A Perspective on Duality (pt.1)

 Hello everyone, I just felt like writing something which would get me canceled in the future today, so here goes.

(Of course, I am just kidding, please do not cancel me, all my views here are transient and I am open to learning more about these topics if you have a more coherent perspective on them). These are views that have been informed by many things, e.g. Jungian Archetypes, David Deida, Kashmiri Shaivism, and One chapter I remember reading from Bertrand Russell's History of Western Philosophy (and also possibly many other places which I forget mentioning.

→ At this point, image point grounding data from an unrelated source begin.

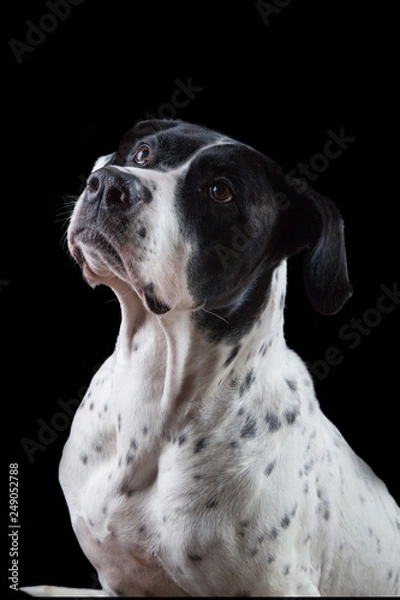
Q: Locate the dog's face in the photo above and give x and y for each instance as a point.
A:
(189, 218)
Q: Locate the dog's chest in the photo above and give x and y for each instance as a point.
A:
(136, 487)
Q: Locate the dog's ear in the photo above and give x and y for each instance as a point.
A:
(306, 219)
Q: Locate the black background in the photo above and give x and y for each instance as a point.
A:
(279, 86)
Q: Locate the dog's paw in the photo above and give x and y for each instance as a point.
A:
(53, 590)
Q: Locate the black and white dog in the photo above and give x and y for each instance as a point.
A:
(199, 462)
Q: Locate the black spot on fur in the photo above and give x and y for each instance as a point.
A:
(269, 468)
(291, 415)
(273, 422)
(200, 445)
(194, 557)
(249, 429)
(129, 458)
(182, 439)
(285, 522)
(273, 534)
(232, 355)
(212, 503)
(247, 382)
(292, 384)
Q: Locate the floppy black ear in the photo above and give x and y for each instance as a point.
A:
(306, 219)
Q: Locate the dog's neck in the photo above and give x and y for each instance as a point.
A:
(181, 351)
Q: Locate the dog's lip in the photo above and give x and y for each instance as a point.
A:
(145, 291)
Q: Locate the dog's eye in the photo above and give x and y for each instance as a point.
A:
(220, 192)
(142, 155)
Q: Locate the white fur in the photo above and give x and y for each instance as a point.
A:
(192, 470)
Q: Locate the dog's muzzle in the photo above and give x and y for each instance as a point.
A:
(108, 188)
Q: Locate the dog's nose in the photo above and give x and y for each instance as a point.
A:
(116, 189)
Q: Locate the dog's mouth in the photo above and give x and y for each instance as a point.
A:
(100, 262)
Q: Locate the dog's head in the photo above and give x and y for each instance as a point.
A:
(190, 218)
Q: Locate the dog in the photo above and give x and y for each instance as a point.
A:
(199, 461)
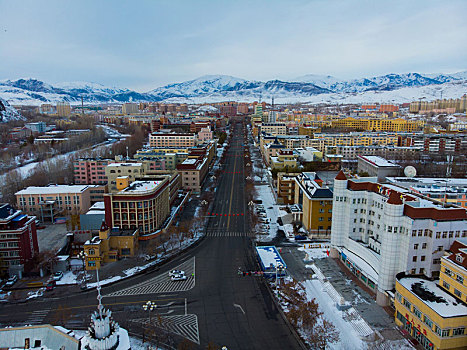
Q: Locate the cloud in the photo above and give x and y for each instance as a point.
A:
(149, 43)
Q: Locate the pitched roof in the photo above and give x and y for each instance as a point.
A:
(341, 176)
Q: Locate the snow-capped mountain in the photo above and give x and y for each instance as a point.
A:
(8, 113)
(215, 88)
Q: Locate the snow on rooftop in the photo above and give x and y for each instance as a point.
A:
(378, 161)
(53, 189)
(269, 256)
(141, 186)
(434, 297)
(124, 164)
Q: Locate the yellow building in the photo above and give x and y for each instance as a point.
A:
(426, 312)
(453, 274)
(315, 202)
(110, 245)
(378, 124)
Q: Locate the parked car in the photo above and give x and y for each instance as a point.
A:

Well the first thing to clear, which seems so simple to me, yet I don't know how many people get wrong, is understanding masculinity and femininity as archetypal attributes of our egos instead of fixed essential groundings depending on our biology. There can be men who have a feminine temperament and women who have a masculine temperament. Now, In my opinion, the "politically charged debates" aren't exactly at this juncture, they are more about linguistics and power games. There is a sense of mental security we get from rigid categorizations (which is probably representative of the highly masculine matrix of societal interactions we live in and can be explained in the framework I am going to talk about lol or maybe not). By not letting slogans such as "trans women are women" enter the language, people can continue with the sense of security they get from claiming that the two sexes are ontologically distinct. The politics of this, or my own beliefs about whether such an ontological distinction exists or not is not something I want to comment upon anyway, because I do not really know enough about it.   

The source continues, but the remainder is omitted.